A regular scheduled tourist flight from Anchorage to Mt McKinley which was supposed to follow the Alaska Railroad during the entire trip by company orders. Stay low so passengers could see more and take a look at wildlife if posable so people on both sides of the aircraft could take pictures. I requested (ordered?) that our ground crews use mirror glaze on turnarounds to polish the side windows to get the scratches out so passengers could get better camera shots. Always a VFR flight to McKinley, no IFR. If IFR conditions, we put the passengers on the railroad. After all, if the weather was bad, they couldn't see anything from the air anyway and the tourists were always on a tight time schedule.

A new hot shot pilot (much like myself in my early days ) decided to take a short cut in the Talkeetna area and veered off to the right to follow a river valley toward the McKinley airport. We flew a crew of two on the Twin Otters but it appears neither one of them could read a map.

We never got conformation from our agent at McKinley that the flight had arrived so we waited for a while before calling the FAA for assistance. As I recall, no flight plans were filed on those flights to and from McKinley since they were always VFR and low altitude. No one had heard from the aircraft after leaving the Anchorage area. We really got worried so when the aircraft was beyond fuel limits and still no word from the aircraft, we called the FAA again. The airline owner, his wife, daughter and myself adjourned to the board room to wait for information. Surprise there was still some carpet left after all the pacing around the room. It was hours later that we got word from Gulkana that the aircraft was there and taking on fuel. Gulkana? How in the hell did he get there on a direct flight from Anchorage to McKinley via the railroad? I never did get the true story from the flight crew about where they were for several hours since they didn't have that much fuel but I am sure the owner did. Last trip for the captain and first officer. I heard through the grapevine that they had landed on a highway enroute somewhere to ask directions. What? A man asking directions? Impossible. We never received a complaint from any of the 6 passengers either and took them back to McKinley the next day (at no charge of course). The customer service agents at the terminal said all six of the passengers really got a kick out of the problems and really took home a story to their grand kids that none would believe I am sure.

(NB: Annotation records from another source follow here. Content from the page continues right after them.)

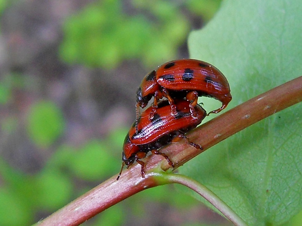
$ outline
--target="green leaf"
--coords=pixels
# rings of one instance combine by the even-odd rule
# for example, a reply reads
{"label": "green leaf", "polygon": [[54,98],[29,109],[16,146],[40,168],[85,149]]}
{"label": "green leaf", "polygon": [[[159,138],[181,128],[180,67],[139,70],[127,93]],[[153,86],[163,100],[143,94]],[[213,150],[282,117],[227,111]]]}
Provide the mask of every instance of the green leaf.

Oh how I hated to work with new hire, minimum hour pilots and I never figured out how our chief pilot could stand it. We never did know what the guys would do next. The only new hires I never had problems with were the low time females that flew for us. By far the best of the new hire pilot groups. Because they felt they had more to prove? I really doubt it since they would have already gone through that with their instructors. As I said before, I used to date our only female 737 pilot (later a Captain) at one point but I would never fly with her. In my haz mat training, I would watch each pilot and try to figure out if they were really listening. The men would look around the room and the women would always look me in the eye, a sign they heard every word I said. When I was asked to be a guest speaker at a travel agent school in Anchorage, I did the same thing only it was the women that did not listen and the men heard every word. Strange world we live in I guess.

Ah, aviation, the only way to live but I sure miss the Cubs.